VimpelCom records 90% slump in Q1 profit

VimpelCom has reported a near collapse in its first quarter profits as revenues also declined by a tenth.

The company posted revenues down by 10 per cent at a shade over US$5 billion, while net profit collapsed, down by 90 per cent to just US$39 million.

The decrease in net profit was primarily the result of the decline in operational performance, as well as foreign exchange losses of US$92 million. A higher rate of tax in some countries also impacted on the net profit figure.

The revenue decline was mainly due to operational performance in Russia, the intense price competition in Italy particularly through the summer of 2013, regulatory and governmental actions in the Africa and Asia, together with unstable macro-economic situations in Pakistan and Ukraine.

EBITDA decreased organically six per cent year-on-year to US$2.1 billion, reflecting the decline in revenue and higher infrastructure and distribution costs in Russia.

Capex increased 24 per cent to US$736 million in Q114, reflecting the continued investments in high-speed data networks, including the roll out of LTE networks in Russia, 3G networks in Algeria and Bangladesh, and continued investments in Italy in HSPA+ and LTE.

The Group’s total customer base grew by three per cent to the end of the period at 218 million subscribers.

Cell C looks to invest US$220 million in capex this year

Cell C has outlined plans to invest ZAR2.3 billion (US$223 million) this year as it sees a rising subscriber base.

The company’s customer base has risen by 22 per cent over the past year, reaching 16.6 million at the end of April.

Cell C, which is majority owned by Dubai-based Oger Telecom, said that it will add 300 more base stations, expand its fibre-optic network and carry out general network upgrades.

Cell C also said it was close to agreeing to a US$125 million financing deal with investors.

WhatsApp accounts for quarter of Econet Zimbabwe’s data network activity

Econet Wireless is reporting that WhatsApp usage now accounts for nearly a quarter of its entire mobile data traffic.

In February the telco launched an unlimited WhatsApp bundle, using Sandvine’s Usage Management solution. The bundle includes various plans – US$0.30 daily, US$0.95 per week and US$3 a month – to offer bite-sized Internet plans priced to meet the needs of the market demographic.

WhatsApp now accounts for more than 23 per cent of network activity.

KDDI in line to run government telco in Myanmar

KDDI is reportedly close to signing a deal that would see it take over the management of the state owned telecom network in Myanmar.

Myanmar recently granted mobile licences to Ooredoo and Telenor, bringing competition to the underserved market, where the state-owned telco was largely a tool of the military and politicians.

Citing government officials, local media reported that KDDI is expected to sign a deal by the end of the month to take over the management of Myanmar Posts and Telecommunications (MPT).

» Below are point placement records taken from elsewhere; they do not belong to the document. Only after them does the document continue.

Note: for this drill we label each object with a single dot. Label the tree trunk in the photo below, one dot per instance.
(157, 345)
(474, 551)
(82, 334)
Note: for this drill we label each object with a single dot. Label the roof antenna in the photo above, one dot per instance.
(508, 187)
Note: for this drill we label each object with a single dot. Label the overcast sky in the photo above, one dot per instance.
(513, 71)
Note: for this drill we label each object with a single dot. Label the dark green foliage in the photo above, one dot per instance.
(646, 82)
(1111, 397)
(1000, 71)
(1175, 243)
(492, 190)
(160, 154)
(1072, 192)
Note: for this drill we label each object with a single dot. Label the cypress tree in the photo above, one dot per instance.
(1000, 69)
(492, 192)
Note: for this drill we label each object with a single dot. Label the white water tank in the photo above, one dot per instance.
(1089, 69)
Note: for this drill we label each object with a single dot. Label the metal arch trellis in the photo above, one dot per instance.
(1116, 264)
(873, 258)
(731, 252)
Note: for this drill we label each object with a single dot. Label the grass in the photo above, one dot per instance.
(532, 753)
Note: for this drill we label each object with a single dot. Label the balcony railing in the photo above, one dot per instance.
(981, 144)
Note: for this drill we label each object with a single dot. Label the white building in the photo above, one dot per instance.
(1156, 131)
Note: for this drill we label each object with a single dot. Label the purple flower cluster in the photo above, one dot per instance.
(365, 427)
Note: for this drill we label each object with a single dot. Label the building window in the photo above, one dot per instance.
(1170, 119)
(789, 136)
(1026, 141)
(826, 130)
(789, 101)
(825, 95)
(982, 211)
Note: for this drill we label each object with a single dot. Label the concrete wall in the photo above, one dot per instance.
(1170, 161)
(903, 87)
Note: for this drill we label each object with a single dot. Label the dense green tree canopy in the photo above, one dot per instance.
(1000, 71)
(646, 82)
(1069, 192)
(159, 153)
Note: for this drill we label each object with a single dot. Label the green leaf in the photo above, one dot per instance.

Other bidders to run MPT included Orange and SingTel, although they were dropped from the bidding.

MTN South Sudan aims to be number one by year-end

MTN South Sudan has switched on the first of 161 base stations that it has been deploying across the newly independent country.

The switch-on is part of a US$76 million network upgrade project that MTN is undertaking after it split the network away from the main service in the rest of Sudan.

A further 160 base stations will be deployed this year, and that is in addition to upgrades and the existing 147 towers, which are having 3G coverage added to them.

MTN is working with ZTE to modernise its existing network to make the cellco the largest in South Sudan by the end of the year.

The company cited the difficulties in deploying towers in rural areas with a lack of necessary infrastructure or power supplies. They are also required to pay for equipment in US dollars, which is proving difficult to raise in the local currency.

MTN South Sudan was only recently formally granted an operator licence.